Boulder, CO (May 19, 2020)—Digital audio pioneer Gus Skinas is using an all-analog signal chain that includes SSL’s SiX SuperAnalogue desktop console to record, master and remaster DSD projects at Octave Records, a studio facility and record label partnership with high-fidelity audio equipment company PS Audio.
“Everything I’m doing is all DSD,” says Skinas, a longtime Sony employee who was subsequently instrumental in bringing the manufacturer’s Sonoma DSD (Direct Stream Digital) recording technology to the pro-audio community through his Boulder-based Super Audio Center. Now, for recording, mastering and remastering projects at Octave Records, he says, “We’re always really careful to use the best analog gear we can, because with pure DSD your main processing is analog, and your mixing is analog.”
At his Octave Records studio Skinas has a vintage Studer console. “But I replaced the front end with the SSL because it sounds better than the Studer. The SiX gets the summing of the groups and main buses, and I use it for talkback and all of that. It’s exactly perfect for these high-end DSD recordings,” he says.
The first release on the new Octave Records label is a solo piano project, Out of Thin Air, by Grammy Award-winning jazz keyboardist Don Grusin, the first project to be recorded at the musician’s new studio, Moose Sound, at his home in Colorado. Recording engineer and producer Robert Friedrich, co-owner of Five/Four Productions (with Michael Bishop and Thomas Moore) recorded the release live to two-track. “It’s just stunning; it sounds wonderful,” says Skinas of the project.
“That little mixer sounded really, really good; I was stunned how good it sounded,” says Friedrich. “It’s a very short signal path and when we ran stuff through it, it was very neutral. It’s also incredibly flexible; we had almost endless possibilities to route inputs and signals.”
For the Out of Thin Air recordings, Friedrich reports, the main piano microphones were Sanken CO-100K condensers with short cable runs to Forssell Technologies SMP-2 preamplifiers. The room pickup was an AEA R88 stereo ribbon microphone paired with an Integer Audio RMP2 preamp. He tracked the project through EMM Labs ADC8 Mk IV converters to a Sonoma recorder at 2.8224 MHz — 64 times the CD audio sampling rate — and at quad rate DSD (11.2896 MHz) into Playback Designs’ Sonoma Recorder software via the company’s Pinot ADC.

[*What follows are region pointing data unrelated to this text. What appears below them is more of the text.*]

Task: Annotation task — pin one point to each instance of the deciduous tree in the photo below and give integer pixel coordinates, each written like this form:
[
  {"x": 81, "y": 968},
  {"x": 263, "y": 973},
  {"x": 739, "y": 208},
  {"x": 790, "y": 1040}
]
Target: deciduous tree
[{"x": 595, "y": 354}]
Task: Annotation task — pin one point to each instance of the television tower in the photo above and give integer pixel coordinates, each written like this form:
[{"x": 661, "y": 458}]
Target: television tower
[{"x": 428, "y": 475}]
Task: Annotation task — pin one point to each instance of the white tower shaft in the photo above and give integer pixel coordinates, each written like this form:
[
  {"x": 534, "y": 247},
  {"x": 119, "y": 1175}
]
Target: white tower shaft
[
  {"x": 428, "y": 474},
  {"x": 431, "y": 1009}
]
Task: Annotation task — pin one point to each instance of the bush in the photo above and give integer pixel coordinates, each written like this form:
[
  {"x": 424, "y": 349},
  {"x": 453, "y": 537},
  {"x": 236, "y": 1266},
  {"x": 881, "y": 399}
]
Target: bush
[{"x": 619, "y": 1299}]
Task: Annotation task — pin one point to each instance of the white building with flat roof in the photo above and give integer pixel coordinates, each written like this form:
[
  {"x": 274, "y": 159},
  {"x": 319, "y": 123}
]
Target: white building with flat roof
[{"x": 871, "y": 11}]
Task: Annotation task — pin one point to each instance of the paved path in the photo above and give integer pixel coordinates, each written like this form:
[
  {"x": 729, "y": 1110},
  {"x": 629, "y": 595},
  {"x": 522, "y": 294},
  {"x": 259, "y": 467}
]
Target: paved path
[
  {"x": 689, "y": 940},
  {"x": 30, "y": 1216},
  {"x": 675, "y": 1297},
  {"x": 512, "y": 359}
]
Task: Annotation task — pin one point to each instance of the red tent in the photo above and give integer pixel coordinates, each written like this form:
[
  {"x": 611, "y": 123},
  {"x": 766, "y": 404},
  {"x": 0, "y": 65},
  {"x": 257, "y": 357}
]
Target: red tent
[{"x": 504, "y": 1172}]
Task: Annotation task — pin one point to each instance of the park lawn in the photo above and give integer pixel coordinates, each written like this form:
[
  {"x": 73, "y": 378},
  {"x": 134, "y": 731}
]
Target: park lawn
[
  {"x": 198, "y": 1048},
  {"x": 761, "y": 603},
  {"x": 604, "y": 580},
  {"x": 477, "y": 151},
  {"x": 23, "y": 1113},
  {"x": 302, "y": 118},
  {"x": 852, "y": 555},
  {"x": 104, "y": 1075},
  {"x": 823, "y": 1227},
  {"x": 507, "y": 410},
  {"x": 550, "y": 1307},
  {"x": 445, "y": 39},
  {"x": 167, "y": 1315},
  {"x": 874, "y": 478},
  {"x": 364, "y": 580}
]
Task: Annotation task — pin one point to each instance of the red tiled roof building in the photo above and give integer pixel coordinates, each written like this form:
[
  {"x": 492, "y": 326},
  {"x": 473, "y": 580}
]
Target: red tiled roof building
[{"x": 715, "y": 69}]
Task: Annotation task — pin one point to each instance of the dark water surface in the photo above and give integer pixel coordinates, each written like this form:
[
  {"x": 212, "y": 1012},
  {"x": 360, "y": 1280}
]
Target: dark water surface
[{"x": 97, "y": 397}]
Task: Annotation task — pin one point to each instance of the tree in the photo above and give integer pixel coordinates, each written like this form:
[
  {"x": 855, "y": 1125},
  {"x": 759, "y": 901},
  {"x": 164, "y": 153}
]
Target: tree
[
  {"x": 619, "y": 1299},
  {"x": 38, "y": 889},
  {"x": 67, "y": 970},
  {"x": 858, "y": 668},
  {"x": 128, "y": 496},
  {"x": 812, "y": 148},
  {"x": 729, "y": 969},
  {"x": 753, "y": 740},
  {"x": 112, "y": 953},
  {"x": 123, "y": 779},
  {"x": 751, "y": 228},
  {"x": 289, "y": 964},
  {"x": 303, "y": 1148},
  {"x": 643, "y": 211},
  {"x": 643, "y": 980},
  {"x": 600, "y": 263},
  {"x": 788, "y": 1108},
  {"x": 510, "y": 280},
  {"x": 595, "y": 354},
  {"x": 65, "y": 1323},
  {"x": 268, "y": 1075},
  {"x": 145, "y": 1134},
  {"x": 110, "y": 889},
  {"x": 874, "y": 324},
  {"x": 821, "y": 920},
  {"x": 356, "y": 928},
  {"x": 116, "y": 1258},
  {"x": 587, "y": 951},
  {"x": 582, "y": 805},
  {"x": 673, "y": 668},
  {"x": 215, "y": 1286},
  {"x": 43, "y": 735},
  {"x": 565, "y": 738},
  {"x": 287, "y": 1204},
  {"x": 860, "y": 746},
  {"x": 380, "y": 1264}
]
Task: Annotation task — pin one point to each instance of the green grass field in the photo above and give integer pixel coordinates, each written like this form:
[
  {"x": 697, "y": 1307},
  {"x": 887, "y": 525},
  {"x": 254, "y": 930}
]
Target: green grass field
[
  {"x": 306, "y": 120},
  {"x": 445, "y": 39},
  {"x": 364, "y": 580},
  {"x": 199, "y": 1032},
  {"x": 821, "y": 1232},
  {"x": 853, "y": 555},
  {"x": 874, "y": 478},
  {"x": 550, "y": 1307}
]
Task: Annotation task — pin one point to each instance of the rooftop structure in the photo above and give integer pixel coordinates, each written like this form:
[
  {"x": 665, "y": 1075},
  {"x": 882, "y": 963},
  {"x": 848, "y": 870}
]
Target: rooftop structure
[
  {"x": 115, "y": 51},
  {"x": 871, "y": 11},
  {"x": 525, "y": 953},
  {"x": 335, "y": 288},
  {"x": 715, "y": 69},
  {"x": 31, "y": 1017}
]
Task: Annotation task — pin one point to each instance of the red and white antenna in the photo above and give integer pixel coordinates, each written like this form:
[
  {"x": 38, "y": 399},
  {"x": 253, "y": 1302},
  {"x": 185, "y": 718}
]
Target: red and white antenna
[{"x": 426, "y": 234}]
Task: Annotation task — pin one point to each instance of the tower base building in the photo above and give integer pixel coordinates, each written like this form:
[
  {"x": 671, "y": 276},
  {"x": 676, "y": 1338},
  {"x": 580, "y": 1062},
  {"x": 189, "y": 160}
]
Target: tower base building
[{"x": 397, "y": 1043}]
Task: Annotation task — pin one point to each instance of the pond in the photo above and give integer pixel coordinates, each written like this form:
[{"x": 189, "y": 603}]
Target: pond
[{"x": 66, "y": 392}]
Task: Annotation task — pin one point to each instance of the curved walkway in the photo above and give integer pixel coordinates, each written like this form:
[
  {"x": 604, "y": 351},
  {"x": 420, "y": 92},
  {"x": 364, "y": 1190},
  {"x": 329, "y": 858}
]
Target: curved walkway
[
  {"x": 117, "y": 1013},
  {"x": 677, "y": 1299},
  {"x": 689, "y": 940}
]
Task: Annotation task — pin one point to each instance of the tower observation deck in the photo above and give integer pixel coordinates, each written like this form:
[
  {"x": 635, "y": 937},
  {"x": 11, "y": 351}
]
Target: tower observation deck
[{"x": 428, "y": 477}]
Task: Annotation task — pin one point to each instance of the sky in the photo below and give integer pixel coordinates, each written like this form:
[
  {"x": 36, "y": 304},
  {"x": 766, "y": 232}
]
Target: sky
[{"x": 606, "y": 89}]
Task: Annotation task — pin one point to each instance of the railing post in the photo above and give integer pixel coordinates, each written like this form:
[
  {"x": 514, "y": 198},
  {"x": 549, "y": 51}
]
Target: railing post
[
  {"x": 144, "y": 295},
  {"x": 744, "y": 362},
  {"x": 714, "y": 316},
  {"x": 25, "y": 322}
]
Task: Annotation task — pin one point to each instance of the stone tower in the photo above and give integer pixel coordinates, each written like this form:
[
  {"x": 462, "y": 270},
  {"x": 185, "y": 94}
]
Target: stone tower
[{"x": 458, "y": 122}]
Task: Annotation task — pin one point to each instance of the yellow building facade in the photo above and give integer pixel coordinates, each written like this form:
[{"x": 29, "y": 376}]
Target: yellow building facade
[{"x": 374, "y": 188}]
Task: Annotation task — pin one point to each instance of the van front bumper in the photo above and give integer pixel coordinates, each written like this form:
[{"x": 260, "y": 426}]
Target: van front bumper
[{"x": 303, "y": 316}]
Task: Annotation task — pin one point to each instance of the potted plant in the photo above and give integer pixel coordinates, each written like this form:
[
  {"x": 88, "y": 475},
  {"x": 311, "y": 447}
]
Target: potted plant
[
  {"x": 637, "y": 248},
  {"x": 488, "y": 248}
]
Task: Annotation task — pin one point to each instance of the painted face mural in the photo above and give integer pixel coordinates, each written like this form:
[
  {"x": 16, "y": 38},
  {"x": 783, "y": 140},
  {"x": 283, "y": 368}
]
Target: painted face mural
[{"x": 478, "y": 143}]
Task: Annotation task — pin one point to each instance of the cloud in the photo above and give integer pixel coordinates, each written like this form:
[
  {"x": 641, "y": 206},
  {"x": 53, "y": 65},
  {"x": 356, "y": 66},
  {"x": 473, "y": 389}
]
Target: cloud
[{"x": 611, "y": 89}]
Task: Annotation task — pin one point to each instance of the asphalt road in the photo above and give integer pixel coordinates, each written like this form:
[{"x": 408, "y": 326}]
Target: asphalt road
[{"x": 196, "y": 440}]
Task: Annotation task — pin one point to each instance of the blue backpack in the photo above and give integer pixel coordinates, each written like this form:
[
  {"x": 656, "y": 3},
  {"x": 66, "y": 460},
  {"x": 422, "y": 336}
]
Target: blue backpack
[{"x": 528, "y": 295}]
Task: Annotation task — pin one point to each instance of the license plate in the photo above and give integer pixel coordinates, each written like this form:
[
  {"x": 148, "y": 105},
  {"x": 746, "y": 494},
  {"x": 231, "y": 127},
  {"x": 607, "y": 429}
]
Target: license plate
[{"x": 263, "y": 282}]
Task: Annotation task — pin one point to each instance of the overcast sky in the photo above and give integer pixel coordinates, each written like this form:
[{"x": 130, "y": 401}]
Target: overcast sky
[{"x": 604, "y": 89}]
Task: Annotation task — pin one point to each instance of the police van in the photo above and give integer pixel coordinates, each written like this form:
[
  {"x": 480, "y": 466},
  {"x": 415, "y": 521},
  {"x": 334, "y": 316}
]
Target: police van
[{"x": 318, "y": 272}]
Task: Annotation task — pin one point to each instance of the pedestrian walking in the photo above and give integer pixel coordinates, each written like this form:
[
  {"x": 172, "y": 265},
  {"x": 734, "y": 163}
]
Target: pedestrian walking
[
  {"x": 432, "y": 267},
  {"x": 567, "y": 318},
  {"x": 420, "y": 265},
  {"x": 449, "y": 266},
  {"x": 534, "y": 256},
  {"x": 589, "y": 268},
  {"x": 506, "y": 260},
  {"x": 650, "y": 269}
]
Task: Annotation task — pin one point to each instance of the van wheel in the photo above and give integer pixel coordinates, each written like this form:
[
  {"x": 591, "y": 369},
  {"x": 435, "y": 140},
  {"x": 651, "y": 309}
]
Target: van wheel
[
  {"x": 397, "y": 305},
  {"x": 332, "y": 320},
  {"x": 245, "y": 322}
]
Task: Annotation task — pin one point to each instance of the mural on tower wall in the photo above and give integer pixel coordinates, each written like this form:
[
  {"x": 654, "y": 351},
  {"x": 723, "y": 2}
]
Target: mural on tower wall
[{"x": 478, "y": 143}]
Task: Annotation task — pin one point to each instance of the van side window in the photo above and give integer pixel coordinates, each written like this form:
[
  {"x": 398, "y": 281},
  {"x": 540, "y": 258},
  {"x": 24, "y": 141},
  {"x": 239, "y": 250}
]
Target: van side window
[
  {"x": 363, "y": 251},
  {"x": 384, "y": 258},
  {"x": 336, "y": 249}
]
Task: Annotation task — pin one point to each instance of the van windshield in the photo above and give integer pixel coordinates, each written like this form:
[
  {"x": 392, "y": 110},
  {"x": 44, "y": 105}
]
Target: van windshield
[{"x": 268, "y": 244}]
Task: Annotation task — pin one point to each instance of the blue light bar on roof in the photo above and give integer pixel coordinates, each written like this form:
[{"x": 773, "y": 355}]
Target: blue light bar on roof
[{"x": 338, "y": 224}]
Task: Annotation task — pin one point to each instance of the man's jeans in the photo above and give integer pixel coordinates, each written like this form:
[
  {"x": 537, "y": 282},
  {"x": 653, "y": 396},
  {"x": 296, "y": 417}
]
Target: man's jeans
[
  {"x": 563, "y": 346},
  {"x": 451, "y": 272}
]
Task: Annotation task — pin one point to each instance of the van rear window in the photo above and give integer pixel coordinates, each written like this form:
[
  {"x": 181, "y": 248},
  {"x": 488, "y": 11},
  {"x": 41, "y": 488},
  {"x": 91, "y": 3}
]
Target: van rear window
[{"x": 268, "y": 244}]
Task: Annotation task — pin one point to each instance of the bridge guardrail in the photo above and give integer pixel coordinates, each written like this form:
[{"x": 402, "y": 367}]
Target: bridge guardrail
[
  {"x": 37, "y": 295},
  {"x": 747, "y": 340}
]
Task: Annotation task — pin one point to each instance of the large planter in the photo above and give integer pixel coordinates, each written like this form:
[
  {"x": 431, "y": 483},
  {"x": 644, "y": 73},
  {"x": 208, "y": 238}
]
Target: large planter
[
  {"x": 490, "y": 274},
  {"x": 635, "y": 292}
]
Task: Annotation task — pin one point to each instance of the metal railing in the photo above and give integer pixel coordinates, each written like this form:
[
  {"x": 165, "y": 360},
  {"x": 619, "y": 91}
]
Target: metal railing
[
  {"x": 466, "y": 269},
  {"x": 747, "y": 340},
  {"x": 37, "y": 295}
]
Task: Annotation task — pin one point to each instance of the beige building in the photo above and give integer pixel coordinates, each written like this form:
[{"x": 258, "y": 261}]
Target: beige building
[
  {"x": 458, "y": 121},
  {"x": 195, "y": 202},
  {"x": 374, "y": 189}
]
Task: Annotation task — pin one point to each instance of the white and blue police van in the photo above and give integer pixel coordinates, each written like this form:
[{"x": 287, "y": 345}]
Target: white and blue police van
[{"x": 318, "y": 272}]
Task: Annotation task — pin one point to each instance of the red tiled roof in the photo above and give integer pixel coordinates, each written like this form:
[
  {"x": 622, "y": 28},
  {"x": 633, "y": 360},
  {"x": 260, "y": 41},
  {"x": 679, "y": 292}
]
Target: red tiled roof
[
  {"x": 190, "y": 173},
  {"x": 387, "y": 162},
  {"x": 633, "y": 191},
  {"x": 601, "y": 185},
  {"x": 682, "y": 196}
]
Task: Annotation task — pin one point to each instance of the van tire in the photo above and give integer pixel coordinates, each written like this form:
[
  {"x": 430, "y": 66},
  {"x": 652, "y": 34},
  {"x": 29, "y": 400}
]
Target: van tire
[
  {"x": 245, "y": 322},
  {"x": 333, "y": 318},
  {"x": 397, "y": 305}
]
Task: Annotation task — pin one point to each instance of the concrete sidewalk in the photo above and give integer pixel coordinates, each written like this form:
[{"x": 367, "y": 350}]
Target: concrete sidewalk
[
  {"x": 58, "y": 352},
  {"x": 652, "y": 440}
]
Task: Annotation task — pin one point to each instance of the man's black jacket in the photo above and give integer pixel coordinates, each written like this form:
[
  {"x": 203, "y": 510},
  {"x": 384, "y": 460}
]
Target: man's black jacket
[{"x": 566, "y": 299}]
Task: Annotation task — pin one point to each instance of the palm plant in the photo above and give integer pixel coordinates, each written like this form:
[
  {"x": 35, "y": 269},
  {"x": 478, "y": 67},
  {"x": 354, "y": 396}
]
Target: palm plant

“The bandwidth of the console is great. I had all these high-bandwidth mics and mic pres going into it, and the DSD returning into it, using it as a monitor. What I liked about it was that when I flipped between the SSL console and DSD, it sounded pretty close — a lot closer than PCM is. You could be completely confident that you were capturing everything,” says Friedrich.